Reputation: 179
I know there are lots of posts out there on sorting lists/arrays etc, but I'm a bit confused as to the best way of doing it. My list of objects also contains a date field - but that date is stored as a string, so do I need to convert them all first and then sort, or is there a way to sort the objects in the list using this parameter without first converting them?
So basically the list:
List<NewsFeed> newslist;
The NewsFeed object:
String title;
String description;
String URL;
String date;
Date looks something like:
Fri Dec 26 23:00:00 AEDT 2014
Upvotes: 1
Views: 4661
Reputation: 1354
Use this
Collections.sort(newsList, new Comparator<NewsFeed>() {
DateFormat f = new SimpleDateFormat("dd/MM/yyyy");//or your pattern
@Override
public int compare(NewsFeed o1, NewsFeed o2) {
try {
return f.parse(o1.getDate()).compareTo(f.parse(o2.getDate()));
} catch (ParseException e) {
throw new IllegalArgumentException(e);
}
}
});
With Comparable
it looks like this:
public class NewsFeed implements Comparable<NewsFeed>{
//your fields and getters/setters
private DateFormat f = new SimpleDateFormat("dd/MM/yyyy");//or your pattern
@Override
public int compareTo(NewsFeed o) {
try {
return f.parse(this.getDate()).compareTo(f.parse(o.getDate()));
} catch (ParseException e) {
throw new IllegalArgumentException(e);
}
}
}
Upvotes: 2
Reputation: 7170
If you can't just store the dates as Date objects, you need to define a custom comparator (that will end up implicitly converting the Strings to Date objects, so you really may as well just store them as dates).
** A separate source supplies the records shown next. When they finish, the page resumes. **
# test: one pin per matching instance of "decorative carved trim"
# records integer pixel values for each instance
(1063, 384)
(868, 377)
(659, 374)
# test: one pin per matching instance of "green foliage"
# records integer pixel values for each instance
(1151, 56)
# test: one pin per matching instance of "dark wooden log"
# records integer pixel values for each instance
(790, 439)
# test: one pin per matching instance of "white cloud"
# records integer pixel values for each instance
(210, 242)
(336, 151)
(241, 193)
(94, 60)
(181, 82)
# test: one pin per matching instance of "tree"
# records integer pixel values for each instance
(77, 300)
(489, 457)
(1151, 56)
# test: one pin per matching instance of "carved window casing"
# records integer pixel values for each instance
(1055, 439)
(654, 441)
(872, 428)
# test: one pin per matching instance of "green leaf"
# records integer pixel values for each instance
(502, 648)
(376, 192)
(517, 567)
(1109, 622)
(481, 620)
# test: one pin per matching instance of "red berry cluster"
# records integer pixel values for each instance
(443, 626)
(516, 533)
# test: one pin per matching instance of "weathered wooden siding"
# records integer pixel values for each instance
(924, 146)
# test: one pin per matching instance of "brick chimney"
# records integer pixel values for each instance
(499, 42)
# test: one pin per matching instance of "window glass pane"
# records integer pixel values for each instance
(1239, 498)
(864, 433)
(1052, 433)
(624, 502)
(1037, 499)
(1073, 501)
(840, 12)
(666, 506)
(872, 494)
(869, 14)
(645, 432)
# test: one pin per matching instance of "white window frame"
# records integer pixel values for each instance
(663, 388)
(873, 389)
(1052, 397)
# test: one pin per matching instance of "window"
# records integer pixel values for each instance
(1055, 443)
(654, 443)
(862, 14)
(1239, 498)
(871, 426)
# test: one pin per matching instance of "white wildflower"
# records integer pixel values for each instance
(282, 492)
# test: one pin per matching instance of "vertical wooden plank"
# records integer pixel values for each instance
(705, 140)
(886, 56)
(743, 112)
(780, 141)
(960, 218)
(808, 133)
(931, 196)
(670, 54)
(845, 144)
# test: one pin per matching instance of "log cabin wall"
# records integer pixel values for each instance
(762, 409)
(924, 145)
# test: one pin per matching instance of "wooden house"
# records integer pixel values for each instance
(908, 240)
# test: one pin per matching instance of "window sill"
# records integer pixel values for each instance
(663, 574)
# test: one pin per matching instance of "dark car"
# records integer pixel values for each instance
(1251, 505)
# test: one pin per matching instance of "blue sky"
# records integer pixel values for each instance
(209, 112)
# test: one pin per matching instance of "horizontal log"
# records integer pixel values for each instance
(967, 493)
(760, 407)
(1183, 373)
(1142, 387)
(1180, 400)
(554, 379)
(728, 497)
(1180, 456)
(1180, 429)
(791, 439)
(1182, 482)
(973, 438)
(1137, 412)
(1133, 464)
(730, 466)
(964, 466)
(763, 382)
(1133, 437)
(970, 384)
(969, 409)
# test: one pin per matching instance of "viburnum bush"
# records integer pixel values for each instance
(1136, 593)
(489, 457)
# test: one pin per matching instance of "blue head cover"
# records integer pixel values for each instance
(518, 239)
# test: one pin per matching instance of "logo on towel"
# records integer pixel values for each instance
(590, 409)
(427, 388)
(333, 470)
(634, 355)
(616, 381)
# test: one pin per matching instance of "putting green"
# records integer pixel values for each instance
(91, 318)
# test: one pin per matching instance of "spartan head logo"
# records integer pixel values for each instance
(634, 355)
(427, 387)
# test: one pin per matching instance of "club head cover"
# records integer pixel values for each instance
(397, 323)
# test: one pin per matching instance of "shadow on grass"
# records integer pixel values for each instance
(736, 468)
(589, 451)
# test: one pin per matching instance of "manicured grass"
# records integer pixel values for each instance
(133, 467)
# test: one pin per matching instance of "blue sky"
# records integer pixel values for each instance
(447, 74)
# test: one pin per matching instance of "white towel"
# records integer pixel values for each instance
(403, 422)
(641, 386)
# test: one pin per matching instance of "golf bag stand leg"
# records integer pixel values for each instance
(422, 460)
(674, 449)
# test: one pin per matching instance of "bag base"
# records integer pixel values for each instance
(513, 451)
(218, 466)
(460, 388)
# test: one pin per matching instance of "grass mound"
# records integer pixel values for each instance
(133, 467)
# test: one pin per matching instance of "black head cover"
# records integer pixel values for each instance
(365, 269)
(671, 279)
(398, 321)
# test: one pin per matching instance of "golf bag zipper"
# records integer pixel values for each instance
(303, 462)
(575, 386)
You can define both of these as fields in your class:
private final static String dateFormat = "EEE MMM dd HH:mm:ss yyyy";
private final static Comparator<String> dateComp = new Comparator<String>() {
public int compare(String s1, String s2) {
Date d1 = null;
try {
d1 = new SimpleDateFormat( dateFormat,Locale.ENGLISH ).parse(s1);
} catch (ParseException e) {
//HANDLE THIS EXCEPTION
}
Date d2 = null;
try {
d2 = new SimpleDateFormat( dateFormat,Locale.ENGLISH ).parse(s2);
} catch (ParseException e) {
//HANDLE THIS EXCEPTION
}
return d1.compareTo(d2);
}
};
Of course, you will have to effectively handle the required try/catch blocks and potential parsing exceptions. Additionally, you will have be to certain that is the format of your incoming date strings.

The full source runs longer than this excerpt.